This topic contains 4 replies, has 2 voices, and was last updated by David B. Grinberg 5 years, 4 months ago.
April 4, 2013 at 2:16 am #177733
Hispanics/Latinos are the fastest growing segment of the American population, according to the U.S. Census Bureau.
Yet many experts and advocacy groups consider Hispanics/Latinos to be an “underserved” community in terms of citizen engagement and customer service by government at all levels.
1) Does your agency communicate in Spanish on social media?
2) If so, what has been your experience?
3) If not, why?
4) If so, which social media platforms does your agency use?
Do you have a Spanish language Twitter handle, for example?
What about Facebook, YouTube, and other sites?
April 9, 2013 at 3:31 am #177739
Thanks for those insightful comments, Rafael.
First, being bi-lingual or tri-lingual is definitely an asset in today’s multi-cultural, multi-ethnic, multi-racial society and workplace – including, if not especially, for government.
Every government agency should assess their workforce in terms of bi-lingual fluency and leverage such human capital to enhance communications and citizen engagement, as appropriate — not to mention improving customer service. Social media appears to be an obvious mechanism for government to reach more segments of a nation increasingly rich in diversity.
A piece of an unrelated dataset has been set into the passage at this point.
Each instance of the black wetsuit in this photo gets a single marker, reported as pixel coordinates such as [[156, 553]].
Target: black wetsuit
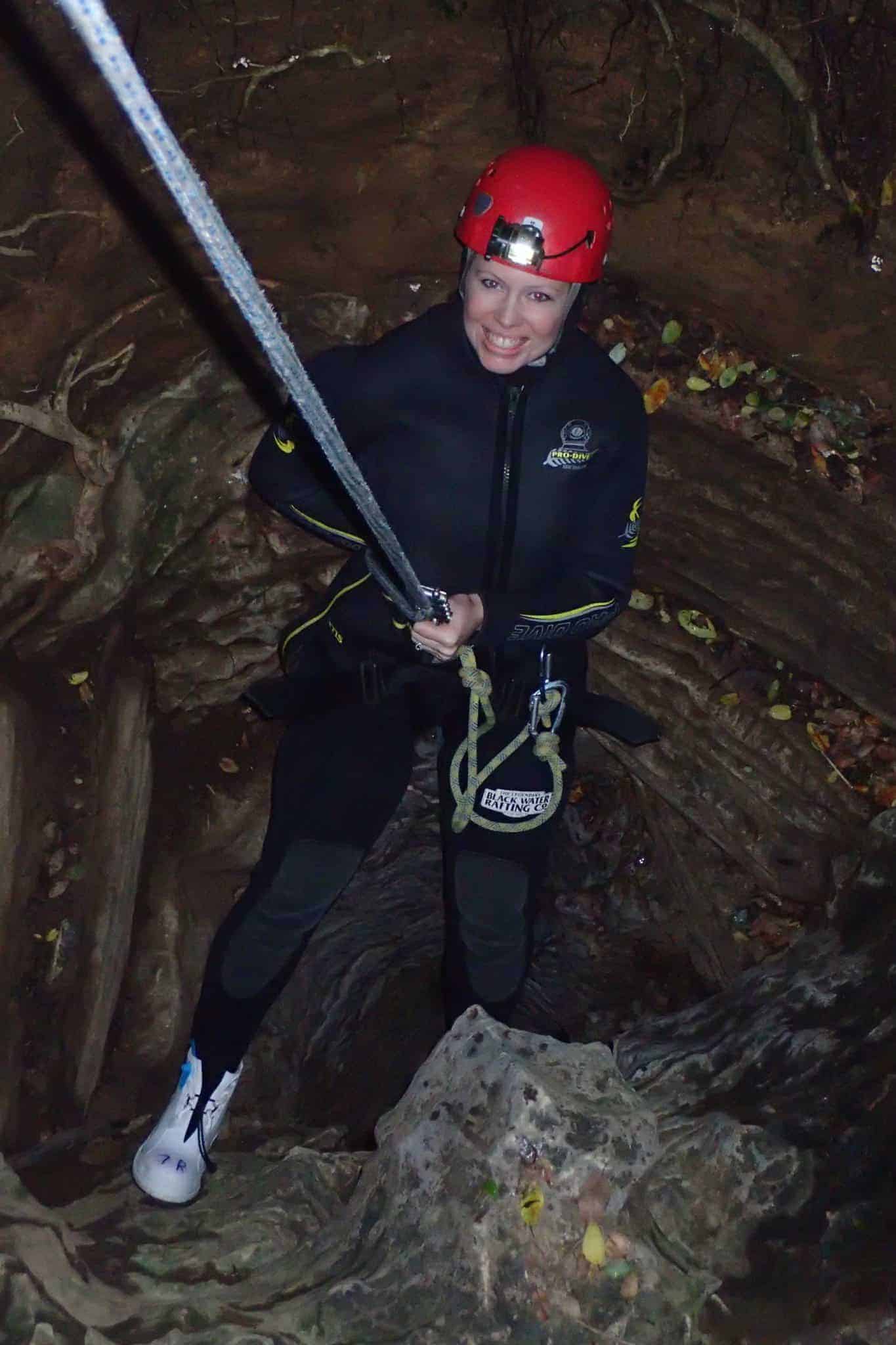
[[524, 489]]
Second, some agencies already have Spanish-language Twitter handles, YouTube channels, websites, etc. This is a positive development, in my opinion, which Uncle Sam should further embrace. Moreover, while this may be a good start, it begs the next question:
If government is communicating in Spanish via social media, than what about other languages?
What criteria will determine how and when government reaches out to various diverse communities in their native languages on social media platforms?
What about further leveraging social media to reach people with disabilities via new and evolving interactive technology?
Finally, what’s the alternative option, English-only?
It will be interesting to observe how these issues play out government-wide at all levels as the face of America continues to change.
April 11, 2013 at 3:52 am #177735
Yes, some agencies are doing this, but not nearly enough, in my opinion.
Change is never easy in the entrenched bureaucratic culture of government. Some agencies are still catching up on social media generally. Baby steps.
Others may favor an English-Only policy for all government communications — via social media and otherwise. Yet if you want to really reach people, you have to speak their language, literally and figuratively.
Thanks again for sharing your valuable feedback on this topic, Rafael.